Kyoto-Protokoll

Klimakonferenz in Montreal: Erfolgreicher Abschluss

Im kanadischen Montreal beschlossen die Mitgliedsländer am Wochenende die Aufnahme des Dialogs zur Weiterentwicklung der Klima-Konvention. Dazu sollen zunächst Arbeitstreffen stattfinden, in die auch die USA einbezogen werden. Ziel ist es, den Klimawandel zu stoppen.

Strompreise© Gina Sanders / Fotolia.com

Berlin (red) - Der diesjährige Klimagipfel in Montreal endete am Wochenende mit einem Erfolg: Die Teilnehmerstaaten beschlossen die Weiterentwicklung der Klimarahmenkonvention sowie des Kyoto-Protokolls über das Jahr 2012 hinaus. "Es ist gelungen, auch die Schwellenländer in den Dialog darüber einzubeziehen, wie jedes Land seinen eigenen Beitrag leisten kann", erklärte der deutsche Umweltminister Sigmar Gabriel und zeigte sich optimistisch, dass es bis 2009 gelingen werde, neue internationale Klimaschutzziele zu vereinbaren.
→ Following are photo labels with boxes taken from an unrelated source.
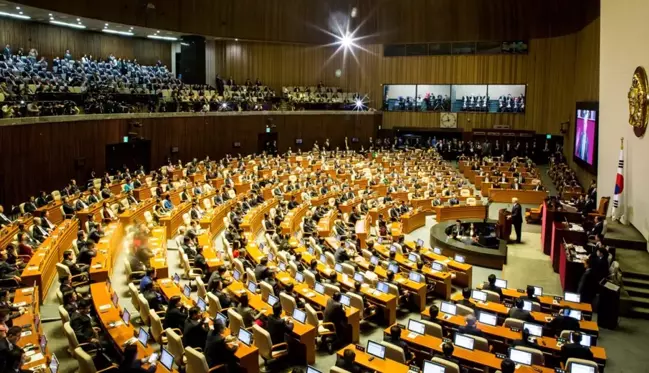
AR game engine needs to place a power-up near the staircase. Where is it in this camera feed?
[622,271,649,319]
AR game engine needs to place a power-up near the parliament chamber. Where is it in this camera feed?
[0,0,649,373]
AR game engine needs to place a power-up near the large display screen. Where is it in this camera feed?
[572,102,599,172]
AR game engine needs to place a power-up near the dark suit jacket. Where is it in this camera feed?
[183,319,207,348]
[163,307,187,330]
[70,312,95,343]
[561,343,593,363]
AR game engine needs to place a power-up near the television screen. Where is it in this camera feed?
[573,102,599,173]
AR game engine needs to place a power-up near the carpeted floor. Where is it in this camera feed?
[41,164,649,373]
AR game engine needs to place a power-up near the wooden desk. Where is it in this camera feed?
[89,222,124,282]
[90,282,177,373]
[20,219,79,302]
[119,199,155,226]
[227,281,317,364]
[34,201,65,225]
[337,344,409,373]
[406,241,473,287]
[382,328,554,373]
[401,209,426,234]
[157,278,259,373]
[451,293,599,335]
[434,202,487,223]
[489,189,548,205]
[160,202,192,239]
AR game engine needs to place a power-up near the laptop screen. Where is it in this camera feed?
[50,354,59,373]
[509,348,532,365]
[295,272,304,283]
[237,328,252,346]
[160,347,174,372]
[568,363,595,373]
[523,322,543,337]
[216,312,228,326]
[408,272,421,282]
[471,290,487,302]
[122,308,131,325]
[422,361,446,373]
[408,320,426,335]
[453,333,475,350]
[479,312,498,326]
[570,333,595,347]
[366,341,385,359]
[440,302,457,315]
[563,291,581,303]
[137,328,149,347]
[196,297,207,312]
[293,308,306,324]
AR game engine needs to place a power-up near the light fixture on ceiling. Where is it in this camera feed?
[0,12,32,19]
[146,34,178,41]
[50,19,86,28]
[101,28,133,36]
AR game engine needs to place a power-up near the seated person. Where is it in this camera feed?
[561,331,593,364]
[458,315,484,337]
[508,298,534,322]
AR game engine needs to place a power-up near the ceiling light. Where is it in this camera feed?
[0,12,32,19]
[146,35,178,41]
[50,20,86,28]
[101,28,133,36]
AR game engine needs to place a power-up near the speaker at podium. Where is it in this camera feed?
[496,209,512,241]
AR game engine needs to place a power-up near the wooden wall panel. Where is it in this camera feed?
[13,0,599,44]
[0,113,381,207]
[0,18,171,69]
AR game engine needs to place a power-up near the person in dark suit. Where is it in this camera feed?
[119,343,157,373]
[70,299,99,343]
[483,274,503,299]
[561,332,593,364]
[457,315,484,337]
[183,307,208,348]
[324,291,349,353]
[455,288,475,309]
[577,257,599,303]
[203,320,239,372]
[163,295,187,330]
[548,307,581,336]
[511,198,523,243]
[266,302,294,345]
[386,325,414,360]
[508,298,534,322]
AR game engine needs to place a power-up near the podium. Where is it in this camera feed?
[496,209,512,241]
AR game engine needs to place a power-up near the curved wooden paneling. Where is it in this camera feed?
[0,112,381,207]
[18,0,599,44]
[0,18,171,69]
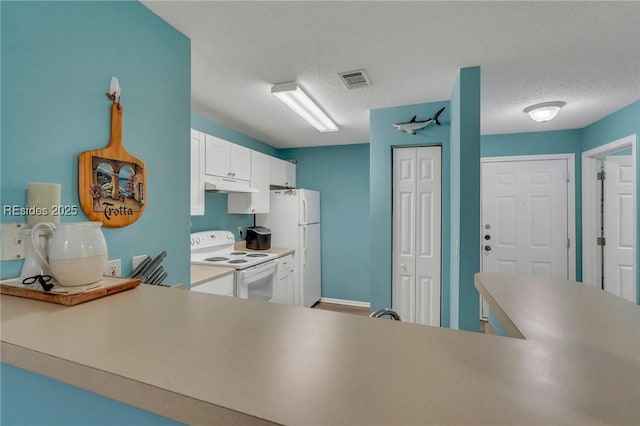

Eines der wichtigsten Ergebnisse der Konferenz ist die Annahme eines bereits in Marrakesch verabschiedeten Regelwerkes zur Umsetzung des Kyoto-Protokolls durch die 157 Unterzeichnerstaaten. Damit können nun die einzelnen im Kyoto-Protokoll festgelegten Instrumente genutzt werden, so etwa der Emissionshandel und die Durchführung umweltfreundlicher Projekte in Entwicklungsländern. Auch die Voraussetzungen für die Überprüfung der übernommenen Verpflichtungen wurden damit geschaffen.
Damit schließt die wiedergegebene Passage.